Modern Googie Style Experimentation

From his office on West Grand, Johnson quickly developed a large roster of clients, in particular church congregations looking to build new places of worship. But rather than construct a series of staid churches, Johnson often used his work during the period to explore the futuristic Googie style, which sprung from a collective fascination with the technological advancements of the sixties.

One notable example is Johnson’s design for the Stanley’s Mannia cafe, commissioned by the restaurateur Stanley Hong. The result was a fanciful building that centered around a roofline reminiscent of the launch trajectory of a rocket.

Below the sweeping prow were swooping curved walls and a colorful facade. The restaurant’s appearance was so unique that it served as advertisement for the food — and surely enticed many a driver to stop in.

Stanley Hong was so pleased that he had Johnson design a modernist home for his own family. While the restaurant was popular in its day, the building has been abandoned for decades.

 

Johnson at home sitting on a black leather mid century modern chair

Nathan Johnson at home in Detroit, 2019. Image via Docomoco.

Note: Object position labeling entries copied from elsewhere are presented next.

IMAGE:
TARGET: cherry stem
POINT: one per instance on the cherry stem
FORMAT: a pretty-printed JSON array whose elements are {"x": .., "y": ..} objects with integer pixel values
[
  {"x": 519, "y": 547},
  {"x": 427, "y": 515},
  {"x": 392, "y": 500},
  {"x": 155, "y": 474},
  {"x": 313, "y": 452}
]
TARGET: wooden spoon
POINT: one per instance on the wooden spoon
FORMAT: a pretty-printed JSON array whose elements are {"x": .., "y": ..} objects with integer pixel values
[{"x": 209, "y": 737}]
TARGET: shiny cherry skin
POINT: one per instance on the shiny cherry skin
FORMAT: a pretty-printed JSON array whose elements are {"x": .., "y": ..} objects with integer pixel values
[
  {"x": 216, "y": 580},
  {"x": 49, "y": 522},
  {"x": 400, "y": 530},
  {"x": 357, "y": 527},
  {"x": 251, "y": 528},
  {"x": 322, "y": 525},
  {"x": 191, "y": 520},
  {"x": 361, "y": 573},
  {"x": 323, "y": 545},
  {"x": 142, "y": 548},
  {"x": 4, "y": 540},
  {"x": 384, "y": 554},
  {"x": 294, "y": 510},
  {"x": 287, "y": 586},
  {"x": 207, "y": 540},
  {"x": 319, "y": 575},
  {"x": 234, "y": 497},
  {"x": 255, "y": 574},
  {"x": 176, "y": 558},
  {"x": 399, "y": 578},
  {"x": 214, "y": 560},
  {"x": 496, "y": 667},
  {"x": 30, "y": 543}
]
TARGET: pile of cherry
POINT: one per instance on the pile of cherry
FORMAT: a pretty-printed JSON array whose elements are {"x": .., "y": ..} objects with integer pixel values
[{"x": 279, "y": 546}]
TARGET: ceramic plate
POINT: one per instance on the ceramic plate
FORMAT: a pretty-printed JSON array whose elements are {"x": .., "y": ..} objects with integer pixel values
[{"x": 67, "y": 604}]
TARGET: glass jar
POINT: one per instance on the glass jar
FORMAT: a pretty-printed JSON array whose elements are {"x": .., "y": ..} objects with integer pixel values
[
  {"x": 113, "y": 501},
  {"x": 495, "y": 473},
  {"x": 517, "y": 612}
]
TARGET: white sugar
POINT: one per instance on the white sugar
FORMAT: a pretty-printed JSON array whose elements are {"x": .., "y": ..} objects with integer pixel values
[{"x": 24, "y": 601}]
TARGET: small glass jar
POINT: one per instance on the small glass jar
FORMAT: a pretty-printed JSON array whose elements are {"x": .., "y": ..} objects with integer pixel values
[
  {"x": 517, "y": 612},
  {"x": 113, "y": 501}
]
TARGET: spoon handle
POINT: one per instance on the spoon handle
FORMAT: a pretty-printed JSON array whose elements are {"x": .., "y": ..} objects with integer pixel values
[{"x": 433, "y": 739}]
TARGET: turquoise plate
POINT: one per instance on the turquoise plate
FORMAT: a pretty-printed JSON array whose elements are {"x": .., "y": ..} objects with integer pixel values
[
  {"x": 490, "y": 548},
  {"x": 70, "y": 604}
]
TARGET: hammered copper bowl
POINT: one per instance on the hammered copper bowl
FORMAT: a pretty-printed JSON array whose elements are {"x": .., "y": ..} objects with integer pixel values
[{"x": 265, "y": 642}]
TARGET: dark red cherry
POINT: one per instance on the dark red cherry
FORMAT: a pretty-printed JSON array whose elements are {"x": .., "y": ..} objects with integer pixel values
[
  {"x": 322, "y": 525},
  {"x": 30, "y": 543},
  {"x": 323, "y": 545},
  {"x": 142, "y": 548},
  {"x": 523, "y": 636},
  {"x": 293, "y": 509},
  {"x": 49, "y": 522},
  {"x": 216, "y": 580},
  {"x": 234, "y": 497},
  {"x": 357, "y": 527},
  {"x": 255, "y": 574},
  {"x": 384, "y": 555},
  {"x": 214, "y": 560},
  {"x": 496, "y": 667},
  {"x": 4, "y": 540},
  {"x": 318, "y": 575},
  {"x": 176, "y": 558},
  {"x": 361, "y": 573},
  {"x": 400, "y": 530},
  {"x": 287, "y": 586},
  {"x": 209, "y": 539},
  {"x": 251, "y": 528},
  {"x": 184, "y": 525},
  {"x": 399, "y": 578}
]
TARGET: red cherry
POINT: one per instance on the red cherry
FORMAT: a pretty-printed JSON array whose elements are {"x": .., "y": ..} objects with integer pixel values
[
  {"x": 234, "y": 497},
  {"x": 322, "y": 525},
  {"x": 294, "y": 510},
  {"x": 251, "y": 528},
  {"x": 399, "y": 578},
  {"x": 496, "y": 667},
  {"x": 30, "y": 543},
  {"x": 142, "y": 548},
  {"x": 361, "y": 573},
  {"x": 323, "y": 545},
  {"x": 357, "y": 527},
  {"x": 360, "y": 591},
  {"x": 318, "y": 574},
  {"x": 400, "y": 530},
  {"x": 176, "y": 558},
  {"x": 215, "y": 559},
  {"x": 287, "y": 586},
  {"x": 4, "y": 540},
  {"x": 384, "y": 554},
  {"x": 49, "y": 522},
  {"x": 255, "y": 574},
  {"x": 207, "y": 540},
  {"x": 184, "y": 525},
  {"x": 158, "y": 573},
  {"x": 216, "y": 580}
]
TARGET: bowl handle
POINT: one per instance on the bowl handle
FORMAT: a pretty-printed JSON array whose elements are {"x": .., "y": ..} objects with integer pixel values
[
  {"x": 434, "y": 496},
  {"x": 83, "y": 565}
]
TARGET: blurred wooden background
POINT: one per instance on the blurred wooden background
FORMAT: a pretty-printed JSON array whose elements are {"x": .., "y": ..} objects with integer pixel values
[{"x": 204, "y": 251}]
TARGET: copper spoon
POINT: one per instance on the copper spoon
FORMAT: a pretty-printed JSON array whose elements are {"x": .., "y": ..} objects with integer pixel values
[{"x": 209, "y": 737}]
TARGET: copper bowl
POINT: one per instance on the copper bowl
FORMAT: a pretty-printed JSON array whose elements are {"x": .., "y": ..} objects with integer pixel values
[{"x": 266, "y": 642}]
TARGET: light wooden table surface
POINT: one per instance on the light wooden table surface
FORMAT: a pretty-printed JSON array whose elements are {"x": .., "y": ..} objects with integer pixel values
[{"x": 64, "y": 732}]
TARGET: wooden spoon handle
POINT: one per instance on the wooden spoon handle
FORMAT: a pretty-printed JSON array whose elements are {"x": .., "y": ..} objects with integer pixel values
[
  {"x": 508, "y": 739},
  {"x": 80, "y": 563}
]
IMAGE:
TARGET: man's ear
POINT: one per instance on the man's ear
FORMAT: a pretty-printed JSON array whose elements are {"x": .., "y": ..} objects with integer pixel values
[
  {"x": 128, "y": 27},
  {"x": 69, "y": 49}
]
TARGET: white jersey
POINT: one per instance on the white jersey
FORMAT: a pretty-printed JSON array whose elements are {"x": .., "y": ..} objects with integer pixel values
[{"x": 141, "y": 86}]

Grand Design Plans for Bethel African Methodist Episocpal Church

Other projects remain in use. In 1974, Johnson designed a new building for the congregation of the Bethel African Methodist Episcopal Church, which has existed in Detroit since the 1840s.

In Johnson’s plan, a complex was formed from two pavilions, each with that dramatically upswept roofline that Johnson loved. Inside, a vaulted ceiling would float weightlessly over an open sanctuary. The entire complex would sit nestled around a landscaped reflecting pool, and would connect to a block of modernist administrative offices.

While only the main pavilion was ever constructed, the Bethel A.M.E Church remains one of Detroit’s most recognizable architectural landmarks, and is still home to the congregation that hired Johnson to build it.

Moving Toward International Style Design

Later, Johnson dabbled in the ‘international style’ with several high-rise apartment buildings along the Detroit riverfront. In the eighties, Johnson’s design for a brutalist addition to the Second Baptist Church received attention for the way it married the older style of the church with a simplified concrete form.

Johnson also created the iconic concrete passenger stations for Detroit’s People Mover, which in 1987 was an interesting experiment in civic mobility, and is still running today.

The large project, spanning the downtown core of Detroit, was especially notable for the way Johnson made sure to subcontract work to other Black architects and designers, including the late Charles McGee. But for Detroiters, Johnson’s most familiar work may be Shed 5 at Eastern Market, where thousands shop each weekend at one of the largest and longest-running outdoor markets in the country.

Though Johnson’s career outlasted the Googie style that made him so successful early on, he never lost his taste for modernism, and Detroit is all the better for it.